I am not trying to be difficult; but I do not understand what your point is? Yes, things happened prior to the social contract. That experience is the whole point of contracting out of the state of nature.
You misunderstood, but no worries. If you missed the reference I imagine many others did as well. "Nasty, brutish and short" is the Hobbes quote about the state of nature. Here is a little teaser from WP:
Thomas Hobbes famously said that in a "state of nature" human life would be "solitary, poor, nasty, brutish, and short". In the absence of political order and law, everyone would have unlimited natural freedoms, including the "right to all things" and thus the freedom to plunder, rape, and murder; there would be an endless "war of all against all" (bellum omnium contra omnes). To avoid this, free men contract with each other to establish political community i.e. civil society through a social contract in which they all gain security in return for subjecting themselves to an absolute Sovereign, preferably (for Hobbes) a monarch. [1]
Hobbes/Locke/Rousseau's social contract is similar to mpyne's "Sometimes long-term freedom does require constraint on permissible action."[2]
Sometimes I like to think of it as the problem with local minima/maxima preventing an optimization algorithm from achieving the global minima/maxima, except applied at large.
Put in the context of computer software licenses, one should simply imagine a world where all software were BSD-licensed and then see if open-source as we know it could feasibly continue. Certainly it would in some areas, but eventually if a given open-source project were consistently out-competing a proprietary product, the business being disadvantaged could fork the whole thing at once and turbocharge its now-proprietary development for long enough to supplant the old, open version.
Witness what Nokia did with Qt. They poured tons of money into it and turned it in a short time into a mobile-class toolkit that was even more the "Best of Breed". They had so much resource investment that they were able to relicense the whole thing from GPL/QPL to LGPL/QPL. That particular case has turned out alright, but it should be illustrative of the danger of a world with a weak F/OSS ecosystem.

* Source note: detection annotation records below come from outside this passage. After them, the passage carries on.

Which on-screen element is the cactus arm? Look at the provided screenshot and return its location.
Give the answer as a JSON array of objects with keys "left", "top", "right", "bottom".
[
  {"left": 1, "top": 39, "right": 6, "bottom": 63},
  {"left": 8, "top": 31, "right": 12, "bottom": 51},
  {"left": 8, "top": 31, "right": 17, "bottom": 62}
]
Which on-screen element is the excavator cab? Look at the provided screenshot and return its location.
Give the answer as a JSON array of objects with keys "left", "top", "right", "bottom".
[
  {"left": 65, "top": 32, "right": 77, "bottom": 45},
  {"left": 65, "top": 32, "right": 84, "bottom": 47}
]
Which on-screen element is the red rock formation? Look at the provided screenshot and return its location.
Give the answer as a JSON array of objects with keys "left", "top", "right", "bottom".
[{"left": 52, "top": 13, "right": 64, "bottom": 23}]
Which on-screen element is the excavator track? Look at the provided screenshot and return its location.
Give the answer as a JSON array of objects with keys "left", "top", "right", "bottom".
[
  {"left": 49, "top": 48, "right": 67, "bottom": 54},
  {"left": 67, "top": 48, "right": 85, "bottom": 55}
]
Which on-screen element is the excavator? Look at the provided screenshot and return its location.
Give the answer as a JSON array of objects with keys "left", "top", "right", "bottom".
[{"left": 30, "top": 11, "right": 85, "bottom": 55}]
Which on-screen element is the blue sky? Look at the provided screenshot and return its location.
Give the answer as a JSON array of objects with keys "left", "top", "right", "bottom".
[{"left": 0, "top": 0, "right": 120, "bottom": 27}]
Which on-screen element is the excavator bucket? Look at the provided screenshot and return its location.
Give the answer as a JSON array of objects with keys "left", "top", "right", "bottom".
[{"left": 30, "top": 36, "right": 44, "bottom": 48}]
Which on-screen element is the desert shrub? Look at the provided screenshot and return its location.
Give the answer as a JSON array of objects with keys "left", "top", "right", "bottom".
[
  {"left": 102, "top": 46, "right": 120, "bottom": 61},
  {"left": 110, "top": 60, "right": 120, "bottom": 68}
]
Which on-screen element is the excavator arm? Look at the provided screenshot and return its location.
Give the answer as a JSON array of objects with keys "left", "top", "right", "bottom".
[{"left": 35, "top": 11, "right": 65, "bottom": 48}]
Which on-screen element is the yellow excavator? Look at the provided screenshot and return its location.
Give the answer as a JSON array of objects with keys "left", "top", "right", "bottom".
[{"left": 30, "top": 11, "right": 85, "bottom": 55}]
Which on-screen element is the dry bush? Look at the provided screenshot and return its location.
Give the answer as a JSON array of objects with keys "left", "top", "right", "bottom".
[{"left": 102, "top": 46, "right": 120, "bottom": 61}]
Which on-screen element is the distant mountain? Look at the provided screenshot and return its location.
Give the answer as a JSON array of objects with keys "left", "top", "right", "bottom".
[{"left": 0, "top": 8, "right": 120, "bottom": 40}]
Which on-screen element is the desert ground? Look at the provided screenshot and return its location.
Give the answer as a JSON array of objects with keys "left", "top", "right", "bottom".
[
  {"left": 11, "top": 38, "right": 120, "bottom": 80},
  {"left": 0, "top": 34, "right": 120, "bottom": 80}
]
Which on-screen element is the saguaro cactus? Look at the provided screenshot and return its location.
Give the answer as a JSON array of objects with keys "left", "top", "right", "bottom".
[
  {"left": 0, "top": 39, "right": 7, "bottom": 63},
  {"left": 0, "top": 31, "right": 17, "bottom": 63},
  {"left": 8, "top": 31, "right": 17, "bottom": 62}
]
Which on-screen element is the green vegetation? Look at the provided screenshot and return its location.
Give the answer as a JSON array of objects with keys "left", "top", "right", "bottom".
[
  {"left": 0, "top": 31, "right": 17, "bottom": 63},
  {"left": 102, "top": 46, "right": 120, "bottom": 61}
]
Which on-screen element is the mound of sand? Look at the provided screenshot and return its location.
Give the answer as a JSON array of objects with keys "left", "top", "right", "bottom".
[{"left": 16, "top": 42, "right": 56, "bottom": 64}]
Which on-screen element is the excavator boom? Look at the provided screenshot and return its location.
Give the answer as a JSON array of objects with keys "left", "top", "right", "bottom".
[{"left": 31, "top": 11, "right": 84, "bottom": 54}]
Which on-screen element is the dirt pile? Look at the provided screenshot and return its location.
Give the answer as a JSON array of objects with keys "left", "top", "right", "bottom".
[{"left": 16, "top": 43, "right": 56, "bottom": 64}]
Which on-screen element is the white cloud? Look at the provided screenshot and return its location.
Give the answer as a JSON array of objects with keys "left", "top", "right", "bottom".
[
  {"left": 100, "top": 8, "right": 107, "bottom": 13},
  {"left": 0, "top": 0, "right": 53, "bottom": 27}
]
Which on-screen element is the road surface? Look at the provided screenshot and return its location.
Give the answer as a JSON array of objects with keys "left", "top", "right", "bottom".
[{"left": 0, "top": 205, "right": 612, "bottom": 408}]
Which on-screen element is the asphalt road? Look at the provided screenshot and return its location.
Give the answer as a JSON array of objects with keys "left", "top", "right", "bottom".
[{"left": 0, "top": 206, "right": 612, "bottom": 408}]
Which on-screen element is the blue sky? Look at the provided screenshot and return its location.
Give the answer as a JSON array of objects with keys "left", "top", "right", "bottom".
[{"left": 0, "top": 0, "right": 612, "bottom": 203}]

Given all the problems we still have with software patents and other IP shenanigans I simply can't rest on the idea that the mere technical superiority of development "in the open" must necessarily and inevitably lead to a world where software is open and available to the users who would need it, without the judicious use of copyleft licenses in the mix along with BSD/MIT-style licenses. They both have their place.
I can't see any sane reason how anyone can possible miss the connection. GPL provides a social contract that say: If you give away software and tell people that they are free to distribute copies, you can't come back a few days later and sue all their friends for patent infringement. You told him that he could give copies freely to his friend, and by suing, you are stabbing him in the back. This is behavior, even if it might infringe on developers "unlimited natural freedoms" of stabbing people in the back.